I am a leaf on the wind. Watch how I score.

There are moments during the game when we lose our heads. We get so caught up in what’s going wrong or what the score is that we don’t concentrate on acting as a team. This is usually when the coach will call for a timeout, bring everyone in for a huddle, and give a short pep talk to help everyone refocus. But sometimes it isn’t the team losing focus. Sometimes, it’s just you.

Last Saturday, was another home team double header here in Houston. My team, the Psych Ward Sirens, went against the Bayou City Bosses. The Bosses are a fantastic team with some hard hitters and wily jammers, but I feel like the Sirens are pretty even match.

bench

Stop staring at the score board and find your focus.

We were winning. I should have been happy, but all I could think about was everything I was doing wrong. Every trip. Every missed hit.

Usually, the track is my place of Zen. I am completely focused and no one can shake it. Since I didn’t want my crappy thought process to spread to the other players, I scooted over to the end of the bench, closed my eyes, shut out everything around me, and repeated my mantra. I repeated it slowly, focusing on every word and every syllable.
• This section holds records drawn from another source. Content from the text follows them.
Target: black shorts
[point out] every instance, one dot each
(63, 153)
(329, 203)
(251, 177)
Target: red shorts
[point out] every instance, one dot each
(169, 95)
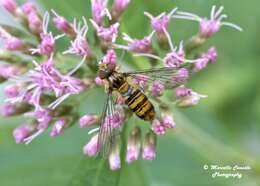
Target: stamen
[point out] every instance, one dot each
(223, 16)
(168, 38)
(93, 130)
(172, 12)
(121, 46)
(150, 16)
(189, 15)
(46, 19)
(148, 55)
(32, 137)
(219, 12)
(185, 17)
(56, 103)
(232, 25)
(77, 67)
(212, 13)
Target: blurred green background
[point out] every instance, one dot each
(223, 129)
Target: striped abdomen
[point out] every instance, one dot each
(137, 101)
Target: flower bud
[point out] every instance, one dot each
(190, 100)
(63, 25)
(157, 127)
(88, 120)
(157, 88)
(114, 157)
(8, 71)
(28, 8)
(12, 91)
(59, 127)
(208, 27)
(182, 92)
(200, 64)
(14, 43)
(91, 148)
(8, 110)
(22, 132)
(149, 146)
(35, 22)
(99, 10)
(167, 120)
(9, 5)
(119, 6)
(212, 54)
(181, 76)
(99, 81)
(133, 145)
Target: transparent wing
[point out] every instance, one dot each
(170, 77)
(108, 133)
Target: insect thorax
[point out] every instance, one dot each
(116, 80)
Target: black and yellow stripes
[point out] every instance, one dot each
(134, 98)
(140, 105)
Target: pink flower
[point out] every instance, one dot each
(63, 25)
(47, 44)
(137, 45)
(12, 91)
(99, 10)
(167, 121)
(114, 158)
(200, 63)
(141, 81)
(133, 145)
(149, 151)
(11, 42)
(212, 54)
(91, 148)
(88, 120)
(119, 6)
(22, 132)
(99, 81)
(59, 127)
(182, 92)
(14, 43)
(35, 22)
(209, 26)
(43, 117)
(181, 76)
(189, 100)
(28, 8)
(8, 71)
(161, 22)
(9, 5)
(175, 58)
(158, 128)
(110, 57)
(80, 45)
(8, 110)
(157, 88)
(205, 59)
(107, 35)
(115, 120)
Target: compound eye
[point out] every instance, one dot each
(102, 74)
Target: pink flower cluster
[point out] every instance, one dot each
(39, 89)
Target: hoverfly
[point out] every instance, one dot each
(134, 97)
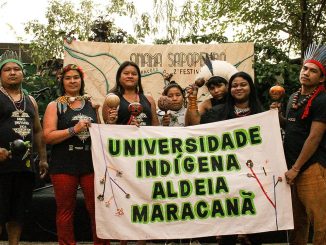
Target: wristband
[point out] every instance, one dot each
(295, 169)
(192, 103)
(71, 131)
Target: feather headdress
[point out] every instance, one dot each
(216, 68)
(316, 53)
(10, 56)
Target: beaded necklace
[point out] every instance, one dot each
(17, 104)
(296, 104)
(239, 112)
(68, 100)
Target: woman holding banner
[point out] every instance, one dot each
(65, 126)
(133, 107)
(173, 112)
(241, 101)
(126, 103)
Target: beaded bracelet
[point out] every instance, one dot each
(71, 131)
(295, 169)
(192, 100)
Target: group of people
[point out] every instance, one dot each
(67, 119)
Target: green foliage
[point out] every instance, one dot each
(63, 20)
(272, 66)
(105, 31)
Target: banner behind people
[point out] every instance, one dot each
(205, 180)
(100, 62)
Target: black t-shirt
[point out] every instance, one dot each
(297, 131)
(215, 102)
(16, 124)
(73, 156)
(145, 117)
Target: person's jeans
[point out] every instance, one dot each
(309, 206)
(65, 190)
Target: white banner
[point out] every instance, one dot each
(205, 180)
(100, 62)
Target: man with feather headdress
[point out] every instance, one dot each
(305, 148)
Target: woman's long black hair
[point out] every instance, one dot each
(254, 104)
(118, 89)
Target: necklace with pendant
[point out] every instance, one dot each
(295, 102)
(239, 112)
(17, 104)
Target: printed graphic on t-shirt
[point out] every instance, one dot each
(22, 125)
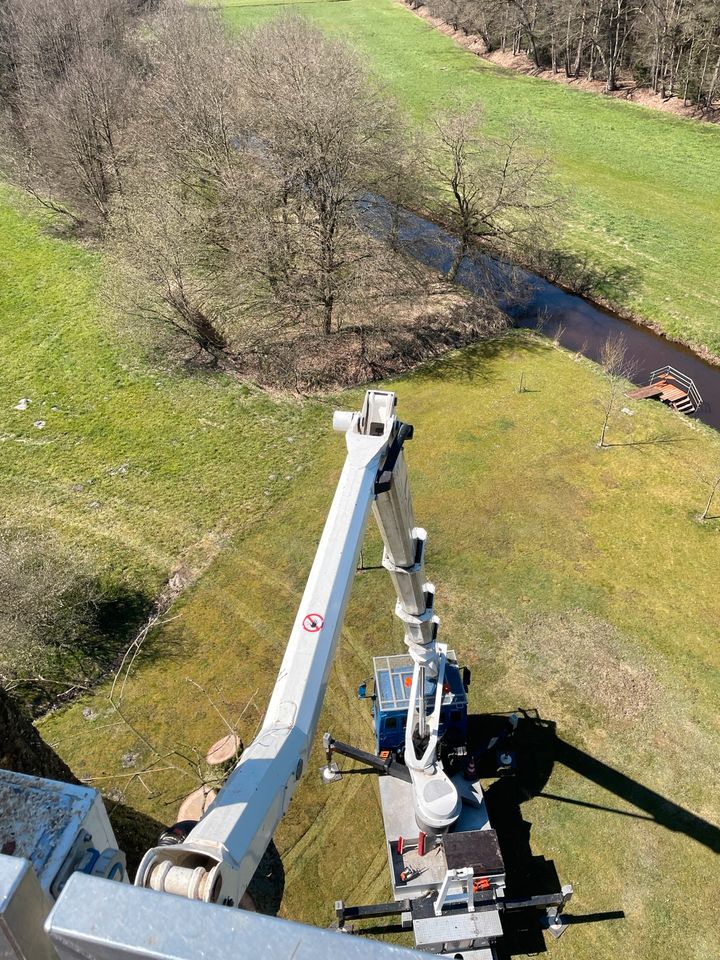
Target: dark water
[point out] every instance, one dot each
(583, 326)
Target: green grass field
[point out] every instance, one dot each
(643, 187)
(571, 580)
(142, 467)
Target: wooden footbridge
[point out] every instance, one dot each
(672, 387)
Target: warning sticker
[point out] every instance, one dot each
(313, 622)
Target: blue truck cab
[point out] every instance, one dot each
(393, 680)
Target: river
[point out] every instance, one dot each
(582, 326)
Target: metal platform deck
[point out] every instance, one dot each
(396, 801)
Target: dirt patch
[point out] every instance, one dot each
(627, 89)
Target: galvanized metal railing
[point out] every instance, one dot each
(687, 383)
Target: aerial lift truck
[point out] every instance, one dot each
(178, 906)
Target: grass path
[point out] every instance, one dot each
(571, 580)
(643, 187)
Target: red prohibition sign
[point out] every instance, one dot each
(313, 622)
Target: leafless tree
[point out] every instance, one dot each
(492, 194)
(48, 605)
(324, 136)
(71, 83)
(618, 368)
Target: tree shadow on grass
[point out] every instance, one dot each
(476, 363)
(537, 749)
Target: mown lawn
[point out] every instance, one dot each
(571, 580)
(643, 187)
(142, 467)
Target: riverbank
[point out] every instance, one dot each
(544, 550)
(642, 187)
(627, 90)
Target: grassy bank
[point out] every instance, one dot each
(572, 580)
(643, 188)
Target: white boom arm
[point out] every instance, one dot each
(220, 855)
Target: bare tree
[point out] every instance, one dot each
(713, 482)
(618, 368)
(324, 137)
(492, 194)
(71, 84)
(48, 606)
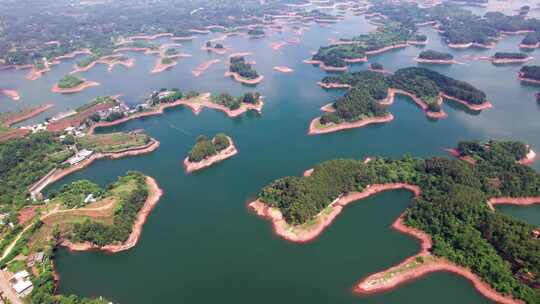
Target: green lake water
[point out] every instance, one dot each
(201, 244)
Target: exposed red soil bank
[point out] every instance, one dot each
(77, 119)
(13, 94)
(197, 106)
(520, 201)
(283, 69)
(154, 194)
(243, 80)
(528, 80)
(310, 231)
(25, 114)
(222, 155)
(203, 67)
(410, 270)
(313, 129)
(434, 61)
(12, 134)
(57, 175)
(79, 88)
(111, 61)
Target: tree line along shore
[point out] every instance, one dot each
(449, 212)
(369, 94)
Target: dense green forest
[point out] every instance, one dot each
(239, 65)
(531, 38)
(389, 34)
(530, 71)
(130, 202)
(361, 101)
(69, 81)
(457, 24)
(507, 55)
(73, 195)
(234, 103)
(435, 55)
(204, 147)
(372, 86)
(452, 208)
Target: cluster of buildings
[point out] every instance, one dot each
(21, 283)
(79, 156)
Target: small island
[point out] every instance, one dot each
(389, 36)
(217, 48)
(243, 71)
(256, 33)
(530, 41)
(530, 74)
(70, 84)
(507, 58)
(371, 93)
(207, 152)
(435, 57)
(12, 94)
(450, 214)
(474, 151)
(283, 69)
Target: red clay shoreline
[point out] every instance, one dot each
(154, 194)
(222, 155)
(86, 84)
(12, 94)
(18, 117)
(435, 61)
(243, 80)
(56, 175)
(313, 231)
(377, 282)
(195, 108)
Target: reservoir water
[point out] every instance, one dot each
(201, 245)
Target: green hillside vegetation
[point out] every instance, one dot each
(24, 161)
(452, 208)
(387, 35)
(507, 55)
(239, 65)
(234, 103)
(435, 55)
(204, 147)
(369, 87)
(69, 81)
(530, 71)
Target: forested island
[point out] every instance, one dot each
(81, 216)
(387, 37)
(370, 94)
(431, 56)
(506, 57)
(530, 74)
(72, 84)
(100, 27)
(207, 152)
(460, 27)
(243, 71)
(450, 214)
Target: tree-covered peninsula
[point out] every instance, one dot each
(242, 70)
(371, 93)
(432, 55)
(450, 207)
(209, 151)
(530, 73)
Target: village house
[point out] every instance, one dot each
(21, 283)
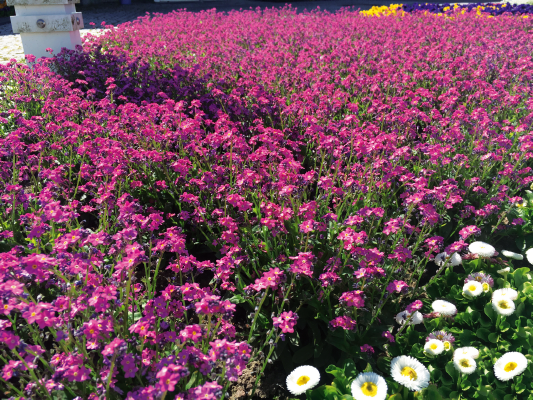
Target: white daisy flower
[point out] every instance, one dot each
(504, 271)
(473, 288)
(409, 372)
(415, 319)
(510, 365)
(471, 352)
(505, 293)
(444, 307)
(482, 249)
(369, 385)
(454, 260)
(302, 378)
(434, 347)
(529, 255)
(503, 306)
(464, 364)
(514, 256)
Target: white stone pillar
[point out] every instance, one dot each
(46, 24)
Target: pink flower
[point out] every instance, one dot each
(467, 231)
(129, 367)
(389, 336)
(353, 299)
(343, 322)
(192, 332)
(366, 348)
(414, 306)
(396, 286)
(286, 321)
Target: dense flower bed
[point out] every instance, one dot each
(198, 195)
(492, 9)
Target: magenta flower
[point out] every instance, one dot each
(468, 231)
(366, 348)
(397, 286)
(343, 322)
(286, 321)
(388, 336)
(414, 306)
(128, 366)
(192, 332)
(353, 299)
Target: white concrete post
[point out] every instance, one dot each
(46, 24)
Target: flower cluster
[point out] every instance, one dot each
(187, 191)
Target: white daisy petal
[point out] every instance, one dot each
(471, 352)
(415, 319)
(482, 249)
(443, 258)
(510, 365)
(465, 365)
(514, 256)
(302, 378)
(505, 293)
(503, 306)
(529, 255)
(472, 288)
(444, 307)
(409, 372)
(369, 385)
(434, 347)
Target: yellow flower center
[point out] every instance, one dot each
(369, 389)
(510, 366)
(302, 380)
(465, 363)
(411, 373)
(503, 304)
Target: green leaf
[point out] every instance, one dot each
(325, 392)
(466, 337)
(432, 393)
(524, 242)
(494, 337)
(237, 299)
(452, 371)
(497, 395)
(350, 371)
(396, 396)
(489, 312)
(384, 364)
(520, 276)
(482, 333)
(191, 381)
(466, 384)
(484, 391)
(303, 354)
(445, 392)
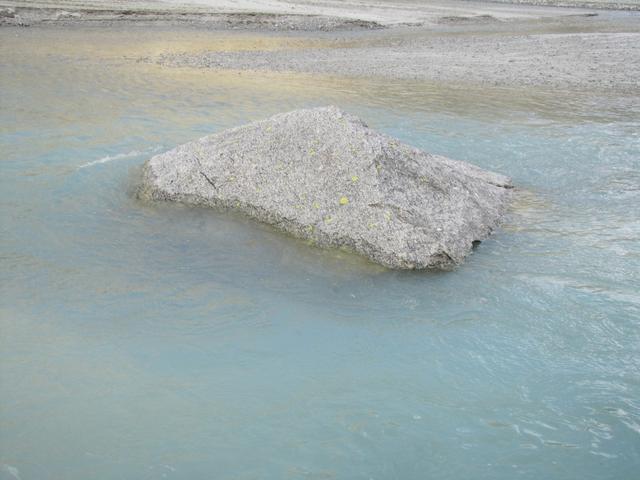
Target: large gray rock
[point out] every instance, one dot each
(323, 175)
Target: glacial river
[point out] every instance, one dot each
(154, 341)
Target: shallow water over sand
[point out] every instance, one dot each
(159, 341)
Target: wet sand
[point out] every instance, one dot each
(460, 42)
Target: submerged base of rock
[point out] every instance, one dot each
(323, 175)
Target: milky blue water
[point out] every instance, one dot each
(146, 341)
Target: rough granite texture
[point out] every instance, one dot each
(323, 175)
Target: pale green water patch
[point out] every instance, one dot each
(159, 341)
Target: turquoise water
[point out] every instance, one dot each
(146, 341)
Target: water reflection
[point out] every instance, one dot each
(159, 341)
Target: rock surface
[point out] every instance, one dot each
(323, 175)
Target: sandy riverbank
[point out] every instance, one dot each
(464, 42)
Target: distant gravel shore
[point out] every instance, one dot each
(465, 42)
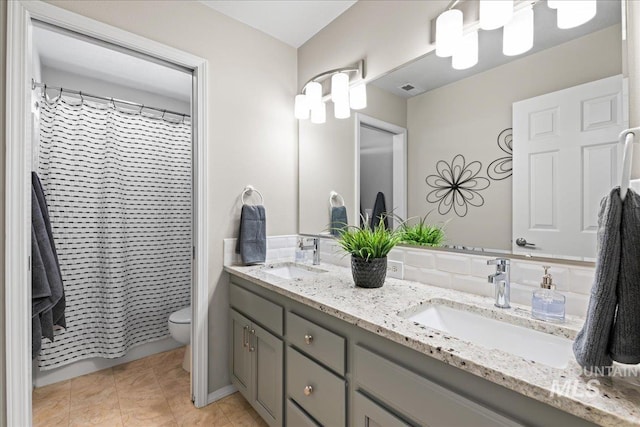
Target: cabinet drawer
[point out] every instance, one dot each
(257, 308)
(317, 342)
(317, 390)
(418, 398)
(297, 418)
(368, 414)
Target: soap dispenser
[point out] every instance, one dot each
(546, 303)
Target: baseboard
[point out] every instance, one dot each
(220, 393)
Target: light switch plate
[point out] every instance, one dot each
(395, 269)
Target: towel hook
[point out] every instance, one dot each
(335, 196)
(626, 136)
(248, 190)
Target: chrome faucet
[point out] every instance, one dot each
(501, 281)
(315, 246)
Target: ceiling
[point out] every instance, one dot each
(290, 21)
(431, 72)
(79, 55)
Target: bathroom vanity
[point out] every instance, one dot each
(311, 349)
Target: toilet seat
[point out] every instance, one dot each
(181, 317)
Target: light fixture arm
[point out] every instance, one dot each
(358, 69)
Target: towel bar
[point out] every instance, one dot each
(335, 196)
(248, 190)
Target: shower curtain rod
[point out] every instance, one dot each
(35, 85)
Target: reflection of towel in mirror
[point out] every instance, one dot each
(379, 212)
(252, 237)
(592, 344)
(47, 300)
(338, 219)
(625, 341)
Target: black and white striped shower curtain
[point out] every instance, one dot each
(118, 186)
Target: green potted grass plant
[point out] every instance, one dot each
(368, 248)
(421, 233)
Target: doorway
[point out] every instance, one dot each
(381, 156)
(18, 188)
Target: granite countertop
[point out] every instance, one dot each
(383, 310)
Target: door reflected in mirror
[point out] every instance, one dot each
(460, 133)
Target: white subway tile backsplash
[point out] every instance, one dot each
(463, 272)
(472, 285)
(581, 280)
(460, 264)
(577, 304)
(421, 259)
(480, 269)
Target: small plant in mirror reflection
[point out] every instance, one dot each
(366, 242)
(422, 233)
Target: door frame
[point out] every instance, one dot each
(17, 201)
(399, 164)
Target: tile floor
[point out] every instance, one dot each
(149, 392)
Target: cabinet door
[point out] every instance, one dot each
(267, 361)
(240, 359)
(368, 414)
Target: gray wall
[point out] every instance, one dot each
(3, 66)
(466, 117)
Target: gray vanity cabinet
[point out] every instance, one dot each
(257, 354)
(337, 374)
(367, 413)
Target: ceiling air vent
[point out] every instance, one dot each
(410, 89)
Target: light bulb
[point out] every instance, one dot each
(314, 94)
(466, 55)
(495, 13)
(358, 96)
(517, 36)
(573, 13)
(340, 87)
(448, 32)
(341, 110)
(319, 113)
(301, 108)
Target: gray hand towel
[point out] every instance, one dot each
(48, 301)
(625, 342)
(252, 237)
(338, 219)
(592, 344)
(379, 212)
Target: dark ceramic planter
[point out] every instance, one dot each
(368, 274)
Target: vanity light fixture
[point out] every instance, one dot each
(573, 13)
(518, 33)
(495, 13)
(310, 102)
(453, 38)
(466, 54)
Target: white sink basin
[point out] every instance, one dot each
(549, 350)
(292, 271)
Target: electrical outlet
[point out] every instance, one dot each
(395, 269)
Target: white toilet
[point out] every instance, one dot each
(180, 329)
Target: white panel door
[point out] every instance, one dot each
(565, 159)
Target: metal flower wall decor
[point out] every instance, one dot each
(502, 168)
(456, 186)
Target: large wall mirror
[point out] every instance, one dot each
(515, 148)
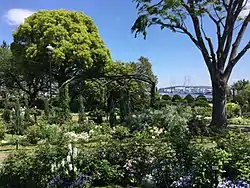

The tension and worry started to melt away. My focus returned.

My mantra is something terribly nerdy. “I am a leaf on the wind. Watch how I soar.” If you caught the reference, good for you. If you didn’t, it’s a line from Joss Whedon’s “Serenity.” (I told you it was nerdy.)

This is my go-to mantra for anything that scares me. (Tall bridges, social situations, unhappy customers, etc.) While it may seem silly, it works for me. It gets my mind off of whatever big baddie I’m facing and helps me find the inner stillness that allows me to concentrate.

Should you use my mantra? I don’t know. Maybe you have to get angry at the situation in order to focus. Maybe you just need a smile or a high five from a teammate. Or maybe you need to find your own equally nerdy mantra.

Coaches are pretty good at noticing the mood of a team, but they can miss the mood of an individual player. If you’re that player, start experimenting with different ways to find your focus at practice. By the time you get to the bout and the lights come on and the crowd begins to cheer, you’ll know what you need to do to achieve your Derby Zen.